Berbicara tentang karya-karyanya, maka kita akan memahami keluasan pemikiran beliau yang mendalam. Beliau menulis tentang filsafat yang mendalam, menulis sejarah yang detail, menulis gagasan Islam yang cemerlang, bahkan menjadi Sastrawan yang menyentuh hingga ratusan judul buku. Untuk meraih semua itu, Buya Hamka pantas disebut otodidak sejati.

Bahkan semangatnya untuk belajar sebagai otodidak tersebutlah yang mampu melejitkan kemampuannya. Ia menulis buku dan majalah hingga menerbitkannya sendiri melalui Pustaka Panjimas. Tentu kita tidak bisa menyamakanteknologi penerbitan saat itu dengan sekarang, toh dengan kondisi yang terbatas beliau mampu mencatatkan prestasi gemilang di bidang literasi negeri ini.

Beliau pernah dipenjarakan oleh Orde Lama, tetapi justru dalam penjara tersebutlah beliau menulis karyanya yang monumental, Tafsir Al-Azhar. Sebagai seorang otodidak, pencapaian beliau bahkan melampau zamannya. Beliau meninggal tahun 1981 dan meninggalkan tidak kurang dari 118 judul buku berbagai bidang keilmuan belum termasuk ratusan judul tulisannya yang tersebar di berbagai media massa maupun naskah-naskah ceramahnya. Berbagai karyanya tersebut hingga kini bahkan menjadi kajian dan diterima sebagai referensi di dunia internasional.
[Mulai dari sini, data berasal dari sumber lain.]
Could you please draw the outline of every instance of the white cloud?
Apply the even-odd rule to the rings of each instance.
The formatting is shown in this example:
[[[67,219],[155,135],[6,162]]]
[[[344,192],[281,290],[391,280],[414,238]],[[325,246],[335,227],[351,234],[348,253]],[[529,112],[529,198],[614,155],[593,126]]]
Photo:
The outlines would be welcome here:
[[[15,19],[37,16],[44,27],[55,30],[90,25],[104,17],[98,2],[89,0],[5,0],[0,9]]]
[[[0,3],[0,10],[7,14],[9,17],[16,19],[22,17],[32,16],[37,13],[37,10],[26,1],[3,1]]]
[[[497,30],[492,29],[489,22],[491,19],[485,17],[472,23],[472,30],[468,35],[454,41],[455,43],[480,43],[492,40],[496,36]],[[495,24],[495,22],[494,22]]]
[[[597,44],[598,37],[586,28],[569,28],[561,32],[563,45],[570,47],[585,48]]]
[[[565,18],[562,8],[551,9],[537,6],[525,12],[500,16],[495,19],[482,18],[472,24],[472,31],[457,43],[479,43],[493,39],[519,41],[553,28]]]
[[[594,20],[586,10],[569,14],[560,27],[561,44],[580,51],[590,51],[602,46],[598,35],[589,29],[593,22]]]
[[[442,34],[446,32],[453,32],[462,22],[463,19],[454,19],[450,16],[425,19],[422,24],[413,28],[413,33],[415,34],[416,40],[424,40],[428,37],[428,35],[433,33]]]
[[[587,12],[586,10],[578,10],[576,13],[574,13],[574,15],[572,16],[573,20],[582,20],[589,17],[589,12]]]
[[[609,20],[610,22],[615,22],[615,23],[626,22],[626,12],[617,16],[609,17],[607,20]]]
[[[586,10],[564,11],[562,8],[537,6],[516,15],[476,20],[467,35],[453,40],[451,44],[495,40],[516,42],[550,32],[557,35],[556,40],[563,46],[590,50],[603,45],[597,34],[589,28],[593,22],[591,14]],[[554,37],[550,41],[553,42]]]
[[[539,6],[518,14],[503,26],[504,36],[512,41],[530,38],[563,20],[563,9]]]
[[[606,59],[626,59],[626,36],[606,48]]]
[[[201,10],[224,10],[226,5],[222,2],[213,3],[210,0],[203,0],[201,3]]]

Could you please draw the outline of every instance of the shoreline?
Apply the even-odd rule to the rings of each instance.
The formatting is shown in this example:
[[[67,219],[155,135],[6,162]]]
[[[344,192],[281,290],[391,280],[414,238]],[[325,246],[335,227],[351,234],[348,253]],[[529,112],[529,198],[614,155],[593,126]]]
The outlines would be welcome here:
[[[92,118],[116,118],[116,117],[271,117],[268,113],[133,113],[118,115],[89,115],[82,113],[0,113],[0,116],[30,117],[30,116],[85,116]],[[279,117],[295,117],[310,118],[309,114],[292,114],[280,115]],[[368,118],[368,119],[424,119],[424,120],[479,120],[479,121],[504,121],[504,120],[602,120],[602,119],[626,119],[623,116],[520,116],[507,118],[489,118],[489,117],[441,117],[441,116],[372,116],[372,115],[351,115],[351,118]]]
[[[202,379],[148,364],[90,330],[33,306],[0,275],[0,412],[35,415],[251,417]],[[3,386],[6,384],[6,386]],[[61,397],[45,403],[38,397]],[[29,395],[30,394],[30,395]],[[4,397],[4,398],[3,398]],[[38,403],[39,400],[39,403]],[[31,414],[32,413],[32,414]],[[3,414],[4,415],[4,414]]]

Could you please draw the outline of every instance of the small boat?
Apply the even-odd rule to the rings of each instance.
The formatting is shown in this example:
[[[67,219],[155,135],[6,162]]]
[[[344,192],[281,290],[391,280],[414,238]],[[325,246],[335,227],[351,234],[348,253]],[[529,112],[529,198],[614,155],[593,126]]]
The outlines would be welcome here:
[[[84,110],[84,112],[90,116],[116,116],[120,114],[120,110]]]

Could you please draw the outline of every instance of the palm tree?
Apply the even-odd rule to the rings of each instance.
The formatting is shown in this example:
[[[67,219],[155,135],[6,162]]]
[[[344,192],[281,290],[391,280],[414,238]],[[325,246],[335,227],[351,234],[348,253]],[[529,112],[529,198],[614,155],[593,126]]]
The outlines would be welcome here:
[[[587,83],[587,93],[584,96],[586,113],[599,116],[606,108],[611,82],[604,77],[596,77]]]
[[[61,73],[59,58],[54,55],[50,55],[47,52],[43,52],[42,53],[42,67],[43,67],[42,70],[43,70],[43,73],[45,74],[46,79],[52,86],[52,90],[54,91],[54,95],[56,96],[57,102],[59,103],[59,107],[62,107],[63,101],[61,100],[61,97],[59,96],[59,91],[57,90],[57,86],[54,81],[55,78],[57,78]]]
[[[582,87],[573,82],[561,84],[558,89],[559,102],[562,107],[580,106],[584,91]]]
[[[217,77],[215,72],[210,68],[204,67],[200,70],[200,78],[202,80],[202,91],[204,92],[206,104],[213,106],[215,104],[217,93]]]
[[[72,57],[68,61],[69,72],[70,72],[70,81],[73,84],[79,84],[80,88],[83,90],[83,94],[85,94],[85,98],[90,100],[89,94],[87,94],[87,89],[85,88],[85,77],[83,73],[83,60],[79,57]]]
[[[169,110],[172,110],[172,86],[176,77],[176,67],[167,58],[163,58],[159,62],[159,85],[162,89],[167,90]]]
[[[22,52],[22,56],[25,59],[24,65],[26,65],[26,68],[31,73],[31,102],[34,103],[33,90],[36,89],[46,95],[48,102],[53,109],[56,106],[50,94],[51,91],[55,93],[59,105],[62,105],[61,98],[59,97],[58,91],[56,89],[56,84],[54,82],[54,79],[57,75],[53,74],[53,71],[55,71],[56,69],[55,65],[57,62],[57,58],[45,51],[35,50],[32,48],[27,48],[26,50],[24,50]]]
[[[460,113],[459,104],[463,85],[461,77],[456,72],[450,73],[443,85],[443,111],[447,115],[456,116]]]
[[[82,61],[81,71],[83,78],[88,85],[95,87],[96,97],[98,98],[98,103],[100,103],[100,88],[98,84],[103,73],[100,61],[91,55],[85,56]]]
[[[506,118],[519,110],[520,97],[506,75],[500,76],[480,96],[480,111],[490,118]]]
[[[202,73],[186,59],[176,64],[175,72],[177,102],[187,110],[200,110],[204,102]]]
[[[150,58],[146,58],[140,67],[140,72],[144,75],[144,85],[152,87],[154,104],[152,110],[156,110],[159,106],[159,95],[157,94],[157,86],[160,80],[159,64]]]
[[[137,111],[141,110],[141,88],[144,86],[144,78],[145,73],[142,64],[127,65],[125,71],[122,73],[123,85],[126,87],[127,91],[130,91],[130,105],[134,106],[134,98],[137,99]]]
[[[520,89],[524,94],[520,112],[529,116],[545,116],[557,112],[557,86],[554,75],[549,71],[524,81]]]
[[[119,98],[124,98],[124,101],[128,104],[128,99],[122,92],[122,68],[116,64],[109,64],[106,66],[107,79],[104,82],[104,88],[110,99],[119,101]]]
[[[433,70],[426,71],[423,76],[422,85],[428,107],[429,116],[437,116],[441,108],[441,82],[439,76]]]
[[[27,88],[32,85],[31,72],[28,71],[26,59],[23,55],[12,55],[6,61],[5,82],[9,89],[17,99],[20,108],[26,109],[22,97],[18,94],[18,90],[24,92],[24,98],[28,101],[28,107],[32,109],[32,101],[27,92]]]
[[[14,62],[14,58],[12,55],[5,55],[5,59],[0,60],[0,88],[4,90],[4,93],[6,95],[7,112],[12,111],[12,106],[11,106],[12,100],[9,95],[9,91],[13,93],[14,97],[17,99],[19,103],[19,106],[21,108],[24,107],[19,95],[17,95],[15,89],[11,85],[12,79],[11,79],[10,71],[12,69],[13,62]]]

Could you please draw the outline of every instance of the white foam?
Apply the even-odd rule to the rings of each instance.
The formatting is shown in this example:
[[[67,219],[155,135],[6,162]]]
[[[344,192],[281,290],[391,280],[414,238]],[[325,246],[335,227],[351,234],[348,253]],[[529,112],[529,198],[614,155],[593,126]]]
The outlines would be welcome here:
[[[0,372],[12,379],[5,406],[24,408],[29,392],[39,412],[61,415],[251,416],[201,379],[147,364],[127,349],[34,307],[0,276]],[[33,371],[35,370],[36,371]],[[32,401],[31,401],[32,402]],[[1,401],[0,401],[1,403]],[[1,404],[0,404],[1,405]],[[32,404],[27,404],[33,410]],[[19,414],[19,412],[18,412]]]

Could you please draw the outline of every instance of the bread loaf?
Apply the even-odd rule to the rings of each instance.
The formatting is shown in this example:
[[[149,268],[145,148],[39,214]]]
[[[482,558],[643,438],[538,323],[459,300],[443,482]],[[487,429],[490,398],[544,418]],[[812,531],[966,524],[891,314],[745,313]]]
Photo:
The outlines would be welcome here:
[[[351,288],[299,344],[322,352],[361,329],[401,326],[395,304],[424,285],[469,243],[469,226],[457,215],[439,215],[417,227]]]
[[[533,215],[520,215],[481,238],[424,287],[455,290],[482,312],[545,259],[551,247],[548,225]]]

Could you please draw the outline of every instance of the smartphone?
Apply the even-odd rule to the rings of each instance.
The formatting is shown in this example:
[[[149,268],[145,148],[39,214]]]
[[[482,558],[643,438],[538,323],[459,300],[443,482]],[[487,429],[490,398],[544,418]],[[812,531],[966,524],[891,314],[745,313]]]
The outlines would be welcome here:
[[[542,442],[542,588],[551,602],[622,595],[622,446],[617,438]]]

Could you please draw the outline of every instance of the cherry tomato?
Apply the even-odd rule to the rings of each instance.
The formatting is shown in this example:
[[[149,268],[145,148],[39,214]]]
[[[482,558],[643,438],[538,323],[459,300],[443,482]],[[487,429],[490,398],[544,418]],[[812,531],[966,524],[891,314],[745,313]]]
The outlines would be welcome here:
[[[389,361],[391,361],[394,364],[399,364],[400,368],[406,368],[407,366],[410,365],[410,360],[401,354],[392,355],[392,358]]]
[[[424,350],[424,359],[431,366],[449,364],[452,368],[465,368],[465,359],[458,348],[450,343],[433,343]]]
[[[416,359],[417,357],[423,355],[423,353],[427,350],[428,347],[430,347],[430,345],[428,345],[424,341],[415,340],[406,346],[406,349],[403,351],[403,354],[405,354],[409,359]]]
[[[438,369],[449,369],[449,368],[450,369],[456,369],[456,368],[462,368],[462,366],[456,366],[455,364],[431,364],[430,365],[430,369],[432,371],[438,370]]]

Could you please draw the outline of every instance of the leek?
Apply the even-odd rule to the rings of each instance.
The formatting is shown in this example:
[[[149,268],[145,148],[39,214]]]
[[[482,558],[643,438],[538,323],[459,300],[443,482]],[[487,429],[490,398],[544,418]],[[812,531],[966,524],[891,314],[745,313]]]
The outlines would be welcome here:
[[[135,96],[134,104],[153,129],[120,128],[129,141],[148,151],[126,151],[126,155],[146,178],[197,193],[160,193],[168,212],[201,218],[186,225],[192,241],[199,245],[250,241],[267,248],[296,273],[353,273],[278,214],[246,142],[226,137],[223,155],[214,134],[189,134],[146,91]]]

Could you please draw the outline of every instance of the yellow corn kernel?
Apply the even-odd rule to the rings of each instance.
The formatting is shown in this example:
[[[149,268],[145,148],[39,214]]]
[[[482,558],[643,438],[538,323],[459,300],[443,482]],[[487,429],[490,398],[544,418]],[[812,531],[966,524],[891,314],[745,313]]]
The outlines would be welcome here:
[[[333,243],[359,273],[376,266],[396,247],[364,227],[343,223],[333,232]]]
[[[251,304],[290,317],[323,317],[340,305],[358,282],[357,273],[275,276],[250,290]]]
Apa yang kita pelajari dari perjalanan hidup beliau? Tentunya adalah hikmah di balik kemauan untuk belajar tidak boleh dibatasi oleh ruang bernama sekolah atau kampus. Di manapun itu seorang pembalajar dapat meraih capaian luar biasa bahkan walau melalui proses yang disebut otodidak. Hikmah lainnya adalah jadilah orang tua yang terdepan mendukung hal positif anak yang menjadi bakatnya. Buya Hamka tak hadir tiba-tiba tanpa adanya orang tua yang hebat di belakangnya, yang menjadi pendorong utama bagi anak untuk maju dan meraih cita-citanya.